Breastfeeding Challenges for New Mothers Who Work Full-TimeAdvice, Caregiver Discrimination, Sex Discrimination
New mothers have been breastfeeding since the human race first inhabited the earth, but apparently, many people, such as Donald Trump, still get upset at the idea of women taking time out of their workday to either breastfeed their child or pump breast milk for their child. Hopefully, you or someone you know hasn’t had to deal with someone calling you “disgusting” for breastfeeding.
However, even with a supportive work environment, maybe you’ve faced challenges in either breastfeeding or pumping breast milk at work? Whether it’s an unaccommodating employer or a job that makes it inherently difficult to take time to breastfeed, it can be very difficult for new mothers to find time to pump breast milk. This blog post will briefly touch on some of the challenges mothers face as well as their legal options.
Sometimes, the nature of a mother’s job presents logistical problems to her desire to pump breast milk. Take schoolteachers, for example. They usually work at schools with very tight schedules and crowded classrooms, which provide almost no time and little privacy for breast milk pumping. With the economy the way it’s been the past few years, state budget cuts have led to less room and fewer teachers, making it even harder to pump breast milk at school.
The Washington Post recently published an article describing some of the different challenges schoolteachers face when trying to pump breast milk at school.
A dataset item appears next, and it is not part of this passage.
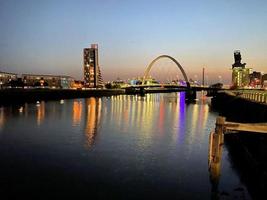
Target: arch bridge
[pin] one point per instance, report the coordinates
(172, 59)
The article, titled “Four Teachers Detail Why It’s a Struggle
to Pump Breast Milk at School,” also touches on how state and federal laws do not yet fully accommodate working mothers’ struggles to breastfeed their children.
Currently, federal law only requires that hourly paid workers be provided a break of reasonable duration to pump breast milk. Salaried and other types of employees generally do not enjoy this benefit. However, some states, like California and Oregon, have more accommodating breast pumping labor laws that allow salaried employees to take time and space at work to pump breast milk.
State and federal breast pumping laws are quite complicated. We have already discussed the federal laws in depth, and you can obtain more information in our Huffington Post blog titled “What the Law Says About Pumping Breast Milk at Work” and on our website in an article titled “Breast-Feeding.”
More information about breastfeeding laws at the state level can be found in an article on the Breastfeeding Law blog, the National Conference of State Legislatures’ website on “Breastfeeding State Laws.”
Summing It Up
Generally speaking, federal law only allows employees working hourly wage jobs to pump breast milk at work. Some states, such as Oregon and California, go further and apply workplace breast pumping protection laws to salaried workers.
Even if workplace superiors or laws allow for pumping breast milk at work, certain professions, such as schoolteachers, can have an especially difficult time pumping breast milk on the job.